A nine-year effort to get the government to reclassify marijuana as a drug with at least some legitimate uses ended in a FAIL today after the DEA just said no.
Pro-pot forces, however, say they'll appeal the decision to the U.S. Circuit Court in Washington.
As it stands, cannabis is still a top-level “Schedule 1” federal outlaw drug — considered more illicit than even cocaine, which has some legit medical uses.
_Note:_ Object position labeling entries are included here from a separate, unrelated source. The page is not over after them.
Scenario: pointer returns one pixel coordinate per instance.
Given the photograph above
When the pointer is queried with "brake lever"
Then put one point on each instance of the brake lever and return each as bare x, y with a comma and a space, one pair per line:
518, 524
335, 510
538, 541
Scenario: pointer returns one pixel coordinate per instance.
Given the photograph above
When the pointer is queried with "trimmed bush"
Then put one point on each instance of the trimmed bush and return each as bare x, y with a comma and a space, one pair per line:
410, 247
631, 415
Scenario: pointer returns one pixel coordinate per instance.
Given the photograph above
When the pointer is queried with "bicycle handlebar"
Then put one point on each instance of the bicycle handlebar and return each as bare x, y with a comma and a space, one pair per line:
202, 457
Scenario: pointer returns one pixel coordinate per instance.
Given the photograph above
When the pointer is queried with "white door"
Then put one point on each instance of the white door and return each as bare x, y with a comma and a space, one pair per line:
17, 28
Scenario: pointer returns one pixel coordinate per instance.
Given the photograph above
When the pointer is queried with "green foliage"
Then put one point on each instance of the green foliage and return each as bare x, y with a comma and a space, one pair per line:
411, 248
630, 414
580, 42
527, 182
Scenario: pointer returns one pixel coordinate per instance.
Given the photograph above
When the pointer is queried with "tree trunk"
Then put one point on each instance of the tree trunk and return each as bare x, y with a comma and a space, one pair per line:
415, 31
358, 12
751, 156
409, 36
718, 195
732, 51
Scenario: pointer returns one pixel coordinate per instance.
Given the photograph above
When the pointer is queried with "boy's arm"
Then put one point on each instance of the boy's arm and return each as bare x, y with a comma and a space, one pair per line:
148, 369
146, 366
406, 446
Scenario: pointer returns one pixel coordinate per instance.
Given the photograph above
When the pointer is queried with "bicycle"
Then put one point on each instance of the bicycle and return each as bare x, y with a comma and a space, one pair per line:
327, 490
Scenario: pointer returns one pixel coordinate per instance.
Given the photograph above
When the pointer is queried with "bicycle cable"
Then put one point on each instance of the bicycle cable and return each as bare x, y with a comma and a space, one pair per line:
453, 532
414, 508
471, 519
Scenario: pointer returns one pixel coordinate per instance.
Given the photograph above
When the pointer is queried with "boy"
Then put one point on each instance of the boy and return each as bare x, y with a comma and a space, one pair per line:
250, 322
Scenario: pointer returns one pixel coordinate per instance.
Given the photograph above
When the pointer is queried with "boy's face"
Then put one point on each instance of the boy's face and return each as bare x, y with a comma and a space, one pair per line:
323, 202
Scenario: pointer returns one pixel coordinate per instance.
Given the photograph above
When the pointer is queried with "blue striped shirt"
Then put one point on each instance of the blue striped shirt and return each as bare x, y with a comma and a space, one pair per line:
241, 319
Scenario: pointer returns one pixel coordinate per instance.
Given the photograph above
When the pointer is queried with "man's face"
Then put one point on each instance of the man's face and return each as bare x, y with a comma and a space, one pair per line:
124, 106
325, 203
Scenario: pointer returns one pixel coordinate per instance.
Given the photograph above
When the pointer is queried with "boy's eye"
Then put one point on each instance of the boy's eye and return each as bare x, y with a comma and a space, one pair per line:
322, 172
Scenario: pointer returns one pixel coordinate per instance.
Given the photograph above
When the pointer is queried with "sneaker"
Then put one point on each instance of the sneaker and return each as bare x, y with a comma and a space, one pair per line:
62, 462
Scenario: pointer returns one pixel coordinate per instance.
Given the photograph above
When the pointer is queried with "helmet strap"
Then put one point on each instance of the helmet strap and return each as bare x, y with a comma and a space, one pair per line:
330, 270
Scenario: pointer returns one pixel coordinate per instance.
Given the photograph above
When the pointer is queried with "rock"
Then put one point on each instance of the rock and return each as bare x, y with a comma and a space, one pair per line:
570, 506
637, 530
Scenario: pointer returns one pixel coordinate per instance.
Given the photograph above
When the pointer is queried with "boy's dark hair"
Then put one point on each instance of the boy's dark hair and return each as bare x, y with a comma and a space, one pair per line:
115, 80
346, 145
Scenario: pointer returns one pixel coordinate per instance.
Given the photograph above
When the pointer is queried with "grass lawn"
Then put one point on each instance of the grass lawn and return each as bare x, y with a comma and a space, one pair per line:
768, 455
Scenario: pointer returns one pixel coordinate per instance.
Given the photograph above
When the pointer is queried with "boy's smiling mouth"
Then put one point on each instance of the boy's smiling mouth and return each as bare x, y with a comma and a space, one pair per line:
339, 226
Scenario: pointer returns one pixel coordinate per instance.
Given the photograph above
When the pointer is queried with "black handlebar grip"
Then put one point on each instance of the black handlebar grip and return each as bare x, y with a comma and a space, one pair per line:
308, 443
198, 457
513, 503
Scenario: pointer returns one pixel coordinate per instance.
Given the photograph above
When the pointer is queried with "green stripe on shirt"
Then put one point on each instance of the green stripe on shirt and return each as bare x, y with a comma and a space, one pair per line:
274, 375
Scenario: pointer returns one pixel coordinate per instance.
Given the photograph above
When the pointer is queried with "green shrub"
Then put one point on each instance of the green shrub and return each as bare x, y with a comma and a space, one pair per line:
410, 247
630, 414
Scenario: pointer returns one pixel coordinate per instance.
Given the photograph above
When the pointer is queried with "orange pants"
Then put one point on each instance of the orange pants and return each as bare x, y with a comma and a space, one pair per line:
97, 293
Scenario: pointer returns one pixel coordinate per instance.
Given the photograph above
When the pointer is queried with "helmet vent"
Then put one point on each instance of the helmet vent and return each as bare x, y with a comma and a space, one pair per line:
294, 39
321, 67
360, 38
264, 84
Weed advocates were trying to get Washington to realize what we know here in Cali:
That pot has at least some medicinal uses.
But the 9-year-old petition for reclassification by the Coalition for Rescheduling Cannabis, including a recent lawsuit that prompted the DEA to get off its ass on this, was denied by the agency today.
The drug agency states that …
… marijuana has a high potential for abuse, has no accepted medical use in the United States, and lacks an acceptable level of safety for use even under medical supervision.
The pro-pot troops, including Joe Elford, chief counsel of Americans for Safe Access, still have high hopes that the government will overcome is cannaphobia.
Elford:
Although this superficially looks like a defeat for the medical marijuana community. It simply maintains the status quo. More importantly, however, we have foiled the government's strategy of delay and we can now go head-to-head on the merits, that marijuana really does have therapeutic value.